Husband and wife duo Jonathan Carr and Nicole Blum of Carr’s Ciderhouse are on a mission to make sure no apple gets left behind, starting with a nonjudgmental eye and ending with an array of exceptional sippers.
“Most of the apples grown in this country are for eating, sold as table fruit,” says Carr, who founded the Western Massachusetts cidery with his wife in 2012. “They have to have a perfect finish and look a certain way, because people won’t buy ugly apples that aren’t cosmetically perfect.”
Outside of looks, Carr also notes that the stressing, or dehydration, of vineyards and orchards can be an unattractive process with an appealing outcome. “Some of the best vineyards in France are (in) areas where the vines have a very hard time growing and yet they produce some of the best wine in the world,” he says.
With an orchard placed on a hillside clad in sandy, dry soil, Carr knows better than most that fruit struggling to survive can often create the best product, saying that the juice from a small, gnarly apple would be perfect for hard cider or vinegar.
The cidery’s first project involved breeding Golden Russet apples—which suffer from apple scab east of the Rocky Mountains—with GoldRush apples, to research the relationship between disease resistance and fruit quality. This “vineyard type approach” involves working with the natural potential of the fruit at hand, sans faux perfection induced by sulfites, concentrate, and, even surprisingly, commercial yeasts.

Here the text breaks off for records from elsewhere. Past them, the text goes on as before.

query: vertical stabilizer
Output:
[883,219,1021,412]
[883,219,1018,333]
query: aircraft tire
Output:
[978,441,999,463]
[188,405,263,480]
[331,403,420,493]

The latter part refers to how Carr’s Ciderhouse abides by a process of wild fermentation to create its ciders, using ambient natural yeasts rather than commercially obtained yeasts, further setting it apart from the state’s many other cideries.
Carr explains that yeasts naturally occur on an apple, making it unnecessary to add your own to the fermentation vessel. The result is a beverage that has truly taken on the characteristics of its land.
The cidermaker admits he is a bit crazy about apples and the different ways that they can be used, so his cidery has ventured into under-explored territory, creating cider syrups and vinegars. The syrups are “like maple syrup but with fresh pressed apple juice,” Carr says. “Fruity from the apples but it also has good acidity.”
The vinegars were born out of Carr’s inspiration from a recent trip to Canada, where he met a balsamic producer using cider vinegar as a base. “You can do all these different things, there’s all this potential and we’ve begun to tap into that,” continues Carr.
With insight drawn from France to Canada and back to their New England homeland, the team at Carr’s Ciderhouse is certainly tapping into the potential that even the ugliest apple may have.